Back to Smile

SMILE — Distance and Metric Functions

base/DISTANCES.md

6.1.011.7 KB
Original Source

SMILE — Distance and Metric Functions

The smile.math.distance package provides a rich collection of distance and metric functions used throughout SMILE for nearest-neighbor search, clustering, classification, and other machine-learning algorithms.

Core Abstractions

Distance<T>

The root interface for all distance functions.

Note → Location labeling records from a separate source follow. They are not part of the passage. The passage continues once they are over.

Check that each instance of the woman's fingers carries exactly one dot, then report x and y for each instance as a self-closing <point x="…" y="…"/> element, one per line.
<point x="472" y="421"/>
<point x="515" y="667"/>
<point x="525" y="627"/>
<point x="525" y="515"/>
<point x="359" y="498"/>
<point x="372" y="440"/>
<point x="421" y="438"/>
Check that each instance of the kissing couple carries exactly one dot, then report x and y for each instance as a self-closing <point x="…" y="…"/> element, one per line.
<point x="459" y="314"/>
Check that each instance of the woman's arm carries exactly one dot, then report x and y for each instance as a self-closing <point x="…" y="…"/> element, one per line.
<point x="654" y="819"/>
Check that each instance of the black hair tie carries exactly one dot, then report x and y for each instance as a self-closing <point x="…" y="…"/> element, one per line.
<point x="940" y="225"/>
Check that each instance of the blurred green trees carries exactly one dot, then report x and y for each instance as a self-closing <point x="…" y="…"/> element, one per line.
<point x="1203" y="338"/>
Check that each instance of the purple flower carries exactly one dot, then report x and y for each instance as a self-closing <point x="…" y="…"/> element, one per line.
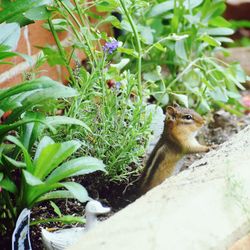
<point x="118" y="85"/>
<point x="111" y="46"/>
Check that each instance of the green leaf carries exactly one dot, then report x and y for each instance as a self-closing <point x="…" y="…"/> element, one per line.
<point x="59" y="25"/>
<point x="1" y="176"/>
<point x="53" y="56"/>
<point x="59" y="194"/>
<point x="180" y="50"/>
<point x="78" y="166"/>
<point x="219" y="94"/>
<point x="77" y="190"/>
<point x="146" y="34"/>
<point x="31" y="179"/>
<point x="31" y="131"/>
<point x="27" y="157"/>
<point x="8" y="185"/>
<point x="111" y="19"/>
<point x="210" y="40"/>
<point x="40" y="83"/>
<point x="219" y="21"/>
<point x="41" y="96"/>
<point x="57" y="153"/>
<point x="18" y="164"/>
<point x="56" y="209"/>
<point x="9" y="35"/>
<point x="161" y="8"/>
<point x="38" y="13"/>
<point x="45" y="141"/>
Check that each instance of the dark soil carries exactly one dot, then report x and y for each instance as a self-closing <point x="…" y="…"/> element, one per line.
<point x="118" y="195"/>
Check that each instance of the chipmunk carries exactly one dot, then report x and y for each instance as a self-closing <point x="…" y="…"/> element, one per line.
<point x="178" y="138"/>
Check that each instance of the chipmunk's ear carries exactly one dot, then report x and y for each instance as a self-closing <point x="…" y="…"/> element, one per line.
<point x="171" y="112"/>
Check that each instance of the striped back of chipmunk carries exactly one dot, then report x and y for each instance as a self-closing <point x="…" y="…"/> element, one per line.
<point x="160" y="165"/>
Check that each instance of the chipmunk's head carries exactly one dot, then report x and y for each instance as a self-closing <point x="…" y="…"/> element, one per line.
<point x="182" y="123"/>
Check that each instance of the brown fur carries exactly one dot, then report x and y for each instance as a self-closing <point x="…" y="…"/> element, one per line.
<point x="177" y="139"/>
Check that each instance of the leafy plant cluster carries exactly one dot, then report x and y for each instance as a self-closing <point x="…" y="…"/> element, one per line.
<point x="166" y="51"/>
<point x="178" y="41"/>
<point x="33" y="167"/>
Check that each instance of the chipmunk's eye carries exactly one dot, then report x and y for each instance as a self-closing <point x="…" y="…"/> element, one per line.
<point x="187" y="117"/>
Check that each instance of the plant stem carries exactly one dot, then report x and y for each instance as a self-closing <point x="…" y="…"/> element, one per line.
<point x="61" y="49"/>
<point x="138" y="46"/>
<point x="79" y="25"/>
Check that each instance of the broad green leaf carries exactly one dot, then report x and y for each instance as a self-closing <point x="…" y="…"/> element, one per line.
<point x="59" y="25"/>
<point x="8" y="127"/>
<point x="40" y="83"/>
<point x="52" y="156"/>
<point x="18" y="164"/>
<point x="37" y="13"/>
<point x="40" y="97"/>
<point x="9" y="34"/>
<point x="146" y="34"/>
<point x="161" y="8"/>
<point x="8" y="185"/>
<point x="53" y="56"/>
<point x="26" y="155"/>
<point x="59" y="194"/>
<point x="78" y="166"/>
<point x="180" y="50"/>
<point x="77" y="190"/>
<point x="210" y="40"/>
<point x="31" y="179"/>
<point x="220" y="22"/>
<point x="45" y="141"/>
<point x="56" y="209"/>
<point x="31" y="131"/>
<point x="111" y="19"/>
<point x="219" y="94"/>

A distance maps every pair of objects to a non-negative real number and satisfies:

PropertyRequirement
Non-negativityd(x, y) ≥ 0
Isolationd(x, y) = 0 iff x = y
Symmetryd(x, y) = d(y, x)

Distance<T> extends ToDoubleBiFunction<T,T> and Serializable, so any instance can be used directly with Java Streams.

java
Distance<double[]> dist = new EuclideanDistance();
double d = dist.d(x, y);
// Also works as a BiFunction:
double d2 = dist.applyAsDouble(x, y);

The interface also provides a pdist(T[] x) default method that computes the full lower-triangular pairwise distance matrix in parallel:

java
double[][] data = { {0, 0}, {3, 0}, {0, 4} };
EuclideanDistance dist = new EuclideanDistance();
Matrix D = dist.pdist(data);
// D.get(1, 0) == 3.0, D.get(2, 0) == 4.0, D.get(2, 1) == 5.0

Metric<T>

A Metric is a Distance that additionally satisfies the triangle inequality: d(x, z) ≤ d(x, y) + d(y, z). All standard Lp-norms are metrics.

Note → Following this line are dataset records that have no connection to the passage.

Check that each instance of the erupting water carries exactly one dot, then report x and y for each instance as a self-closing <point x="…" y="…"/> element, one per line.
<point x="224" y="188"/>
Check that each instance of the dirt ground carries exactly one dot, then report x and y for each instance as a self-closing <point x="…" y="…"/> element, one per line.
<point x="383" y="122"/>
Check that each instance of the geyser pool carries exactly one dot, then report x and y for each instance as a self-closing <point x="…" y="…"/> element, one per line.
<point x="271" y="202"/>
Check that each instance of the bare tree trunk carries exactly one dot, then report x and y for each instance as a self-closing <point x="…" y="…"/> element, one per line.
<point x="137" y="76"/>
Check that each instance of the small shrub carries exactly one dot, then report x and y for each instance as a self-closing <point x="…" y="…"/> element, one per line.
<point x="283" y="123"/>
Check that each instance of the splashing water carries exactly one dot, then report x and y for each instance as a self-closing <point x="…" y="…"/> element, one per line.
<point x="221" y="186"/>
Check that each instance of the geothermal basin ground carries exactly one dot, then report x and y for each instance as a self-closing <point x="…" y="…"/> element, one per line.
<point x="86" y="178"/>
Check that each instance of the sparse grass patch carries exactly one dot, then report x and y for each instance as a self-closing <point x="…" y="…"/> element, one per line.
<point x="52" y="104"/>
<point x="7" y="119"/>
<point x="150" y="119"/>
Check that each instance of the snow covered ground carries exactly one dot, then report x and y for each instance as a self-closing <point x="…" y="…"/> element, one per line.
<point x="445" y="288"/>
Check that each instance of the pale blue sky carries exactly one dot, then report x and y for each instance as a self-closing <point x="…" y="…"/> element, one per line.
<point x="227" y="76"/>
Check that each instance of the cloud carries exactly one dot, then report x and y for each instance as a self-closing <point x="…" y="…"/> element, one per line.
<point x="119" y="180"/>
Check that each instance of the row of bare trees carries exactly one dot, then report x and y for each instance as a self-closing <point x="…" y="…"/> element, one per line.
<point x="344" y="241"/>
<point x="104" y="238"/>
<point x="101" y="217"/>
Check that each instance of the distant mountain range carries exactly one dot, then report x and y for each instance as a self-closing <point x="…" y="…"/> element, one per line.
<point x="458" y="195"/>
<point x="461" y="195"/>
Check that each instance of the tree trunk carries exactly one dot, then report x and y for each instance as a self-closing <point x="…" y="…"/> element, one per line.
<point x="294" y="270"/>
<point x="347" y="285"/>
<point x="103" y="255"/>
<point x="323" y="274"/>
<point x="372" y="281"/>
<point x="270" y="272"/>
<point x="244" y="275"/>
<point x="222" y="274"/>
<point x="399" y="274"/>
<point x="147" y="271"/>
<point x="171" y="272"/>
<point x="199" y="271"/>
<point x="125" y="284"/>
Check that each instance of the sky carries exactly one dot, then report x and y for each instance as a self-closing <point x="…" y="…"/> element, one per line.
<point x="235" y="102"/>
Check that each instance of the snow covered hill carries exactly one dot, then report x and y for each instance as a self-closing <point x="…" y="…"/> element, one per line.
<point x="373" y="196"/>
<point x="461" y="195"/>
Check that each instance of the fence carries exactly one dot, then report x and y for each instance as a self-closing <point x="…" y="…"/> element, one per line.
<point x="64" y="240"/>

Dense Vector Distances (double[])

Euclidean Distance

The straight-line distance, also known as the L₂ norm.

d(x, y) = sqrt( Σᵢ (xᵢ - yᵢ)² )
FeatureDetail
ClassEuclideanDistance
ImplementsMetric<double[]>
WeightedYes — pass a double[] weight to the constructor
NaN handlingNaN values are excluded; result is scaled by n/m
SparseSparseEuclideanDistance for SparseArray inputs
java
// Unweighted
EuclideanDistance dist = new EuclideanDistance();
double d = dist.d(new double[]{1, 2, 3}, new double[]{4, 3, 2});
// d ≈ 3.742

// Weighted
double[] w = {2.0, 1.0, 0.5};
EuclideanDistance wDist = new EuclideanDistance(w);

// Sparse
SparseEuclideanDistance sparseDist = new SparseEuclideanDistance();
double sd = sparseDist.d(sparseX, sparseY);

Manhattan Distance

The sum of absolute differences, also known as the L₁ norm or city-block distance.

d(x, y) = Σᵢ |xᵢ - yᵢ|
FeatureDetail
ClassManhattanDistance
ImplementsMetric<double[]>
WeightedYes
NaN handlingNaN values excluded; result scaled by n/m
SparseSparseManhattanDistance
java
ManhattanDistance dist = new ManhattanDistance();
double d = dist.d(new double[]{1, 2, 3}, new double[]{4, 3, 2});
// d = |1-4| + |2-3| + |3-2| = 5

// Integer array shortcut (no NaN handling):
int[] x = {1, 2, 3, 4};
int[] y = {4, 3, 2, 1};
double di = new ManhattanDistance().d(x, y); // 8

Chebyshev Distance

The maximum absolute difference over all dimensions, also known as the L∞ norm or chessboard distance.

d(x, y) = maxᵢ |xᵢ - yᵢ|
FeatureDetail
ClassChebyshevDistance
ImplementsMetric<double[]>
NaN handlingNaN values excluded
SparseSparseChebyshevDistance
java
ChebyshevDistance dist = new ChebyshevDistance();
double d = dist.d(new double[]{1, 5, 3}, new double[]{4, 2, 1});
// d = max(|1-4|, |5-2|, |3-1|) = 3

Minkowski Distance

The general Lp norm, parameterized by order p.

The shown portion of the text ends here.